View all news

Crossing barriers – and hitting a brick wall

20 December 2004

An imaginative project found a cheap way to make sure patients receive the disability benefits to which they are entitled. So why don't policy makers implement it, asks John Kirwan, Professor of Rheumatic Diseases?

Arthritis is the most common physical reason for people, especially the elderly, becoming disabled. Overcoming such problems involves extra costs, but disabled people often have low incomes. You might think therefore, that doctors and nurses who look after people with arthritis would encourage their patients to apply for benefits, but they are often unaware of the details of their patients’ functional difficulties and are unclear whether they would qualify under the complex social security legislation.

There are three important barriers to claiming Disability Living Allowance and Attendance Allowance, the main disability benefits.

1 Identifying patients who are likely to succeed in gaining an award if they apply (after all, we don’t want to raise patients’ expectations inappropriately, nor to flood the Department of Work and Pensions with inappropriate claims).

2 Filling in the long and complicated application forms, for which many people need advice and which can take up to two hours to complete.

3 The psychological barrier faced by many, especially the elderly, of feeling they are asking for charity and moving into unfamiliar territory.

In collaboration with colleagues at the University of the West of England and GPs in Bristol’s Air Balloon Surgery, Kirwan and his team in the University’s Academic Rheumatology Unit tested out a way of breaking down all three barriers at the same time.
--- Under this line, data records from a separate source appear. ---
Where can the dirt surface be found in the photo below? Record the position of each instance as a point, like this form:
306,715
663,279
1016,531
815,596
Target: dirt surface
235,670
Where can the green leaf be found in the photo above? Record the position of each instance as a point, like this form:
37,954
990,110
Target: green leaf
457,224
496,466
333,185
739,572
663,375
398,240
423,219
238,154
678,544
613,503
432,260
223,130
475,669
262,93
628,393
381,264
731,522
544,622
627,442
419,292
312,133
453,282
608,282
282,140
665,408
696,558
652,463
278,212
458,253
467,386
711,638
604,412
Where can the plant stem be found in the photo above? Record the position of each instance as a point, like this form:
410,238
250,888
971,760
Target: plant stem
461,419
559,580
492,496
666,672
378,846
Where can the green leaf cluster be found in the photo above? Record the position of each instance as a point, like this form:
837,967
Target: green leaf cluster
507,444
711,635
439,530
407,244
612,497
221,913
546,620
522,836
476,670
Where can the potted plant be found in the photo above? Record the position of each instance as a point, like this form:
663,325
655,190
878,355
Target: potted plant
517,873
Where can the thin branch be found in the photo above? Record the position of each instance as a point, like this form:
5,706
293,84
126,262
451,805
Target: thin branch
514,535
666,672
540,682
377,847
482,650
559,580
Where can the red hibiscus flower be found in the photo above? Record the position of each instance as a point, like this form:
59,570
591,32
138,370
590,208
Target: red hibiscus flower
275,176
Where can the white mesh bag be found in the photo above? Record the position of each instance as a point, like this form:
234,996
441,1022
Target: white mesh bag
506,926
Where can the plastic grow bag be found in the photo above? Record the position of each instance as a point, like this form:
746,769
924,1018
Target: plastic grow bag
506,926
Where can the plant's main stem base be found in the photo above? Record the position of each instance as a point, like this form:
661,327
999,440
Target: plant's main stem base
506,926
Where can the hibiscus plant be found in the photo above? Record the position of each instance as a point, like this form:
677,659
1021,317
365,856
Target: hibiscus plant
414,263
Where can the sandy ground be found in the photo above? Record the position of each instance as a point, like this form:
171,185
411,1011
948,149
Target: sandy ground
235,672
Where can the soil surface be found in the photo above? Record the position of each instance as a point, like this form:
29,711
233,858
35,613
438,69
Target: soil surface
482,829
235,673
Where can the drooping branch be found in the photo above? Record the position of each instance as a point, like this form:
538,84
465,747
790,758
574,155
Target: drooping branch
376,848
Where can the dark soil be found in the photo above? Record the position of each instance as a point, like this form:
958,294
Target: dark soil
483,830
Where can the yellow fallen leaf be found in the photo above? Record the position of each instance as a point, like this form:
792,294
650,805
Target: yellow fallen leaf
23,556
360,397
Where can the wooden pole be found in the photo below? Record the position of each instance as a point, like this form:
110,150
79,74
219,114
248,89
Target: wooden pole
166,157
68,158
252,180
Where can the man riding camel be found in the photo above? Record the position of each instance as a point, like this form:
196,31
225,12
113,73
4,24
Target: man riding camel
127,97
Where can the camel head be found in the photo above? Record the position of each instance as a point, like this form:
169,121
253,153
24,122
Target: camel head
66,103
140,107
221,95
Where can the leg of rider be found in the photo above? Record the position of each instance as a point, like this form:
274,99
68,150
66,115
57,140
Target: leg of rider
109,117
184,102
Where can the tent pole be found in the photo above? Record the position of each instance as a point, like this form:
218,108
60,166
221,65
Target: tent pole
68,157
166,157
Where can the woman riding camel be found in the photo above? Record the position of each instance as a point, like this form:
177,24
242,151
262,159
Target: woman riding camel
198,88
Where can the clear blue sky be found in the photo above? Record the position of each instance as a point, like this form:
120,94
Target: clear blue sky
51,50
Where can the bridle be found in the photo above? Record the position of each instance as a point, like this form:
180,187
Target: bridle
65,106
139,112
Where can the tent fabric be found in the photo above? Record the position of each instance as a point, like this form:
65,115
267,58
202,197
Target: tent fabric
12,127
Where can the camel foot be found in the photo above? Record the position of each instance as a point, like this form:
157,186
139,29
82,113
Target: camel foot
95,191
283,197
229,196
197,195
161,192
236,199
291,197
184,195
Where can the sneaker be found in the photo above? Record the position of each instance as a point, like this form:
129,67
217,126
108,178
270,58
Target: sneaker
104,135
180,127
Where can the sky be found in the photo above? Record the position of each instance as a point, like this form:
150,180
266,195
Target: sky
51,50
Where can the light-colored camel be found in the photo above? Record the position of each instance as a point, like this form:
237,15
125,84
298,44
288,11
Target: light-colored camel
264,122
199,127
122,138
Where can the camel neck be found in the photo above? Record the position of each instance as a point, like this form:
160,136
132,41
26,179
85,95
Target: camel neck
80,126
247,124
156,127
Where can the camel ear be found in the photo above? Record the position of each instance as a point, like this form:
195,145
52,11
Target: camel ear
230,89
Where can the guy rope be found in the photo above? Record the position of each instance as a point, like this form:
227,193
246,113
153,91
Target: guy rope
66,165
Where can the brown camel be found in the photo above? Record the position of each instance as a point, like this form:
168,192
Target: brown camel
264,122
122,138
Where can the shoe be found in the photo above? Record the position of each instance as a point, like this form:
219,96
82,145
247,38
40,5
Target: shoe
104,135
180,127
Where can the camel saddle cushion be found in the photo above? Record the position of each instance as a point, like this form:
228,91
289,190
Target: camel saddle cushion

First, they used a simple, five-minute, 20-item questionnaire (called the Health Assessment Questionnaire or HAQ) to try to identify those patients with a high likelihood of success if they applied for benefits. Second, they offered high-scoring patients an appointment with a Welfare Advice Worker (often a Citizens Advice Bureau volunteer) to help them complete the application form, and third, this service was provided at the Outpatient Department attended by the patient, or at their GP’s surgery.

Disability benefits are not claimed by aproximately half of those who are eligible

A pilot study was conducted at the Bristol Royal Infirmary and the Air Balloon Surgery. More than three quarters of patients identified as being eligible, applied for, and were awarded, disability benefits. These initial results were encouraging, but would the same system work in other places outside teaching hospitals and big cities? A much larger study, planned and coordinated from Bristol, was tested out in four other hospitals and ten general practices in other parts of the West Country. The preliminary results of the pilot study were confirmed and strengthened, and 163 people were awarded benefits within three months of applying. In total, more than £350,000 a year is now being paid to patients who were previously unaware that they qualified for benefits. It’s not often that a research project actually produces an income for the participants!

A conference of interested parties was convened, including the GPs and rheumatologists who took part, the Nuffield Foundation, and the Department of Work and Pensions. It took a hard look at the results and concluded that the system should be widely implemented. However, there is a catch: it costs money to provide the space, advice and administration. The NHS is strapped for cash and cannot find resources to support social benefits. An economic analysis was undertaken as part of the research project, and found that the cost of providing the whole system was less than one week of benefit payments for each patient. This is not much to ask when patients will probably be on benefits for life. Perhaps the Department for Work and Pensions could fund the exercise, as it is certainly committed to encouraging uptake of benefits? But it seems the Department is only allowed to pay out benefits, not pay out to help people apply.

This looks like a case of joined-up thinking by the researchers, but where is the joined-up thinking from the policy makers?

So there we have it: an imaginative collaborative research project, which surmounted the barriers between hospital and general practice, between health and social care, and between the public sector and the voluntary sector. It found a way to help the right people take up the benefits they deserve, in line with government policy. But it cannot find a way to be implemented. This looks like a case of joined-up thinking by the researchers, but where is the joined-up thinking from the policy makers?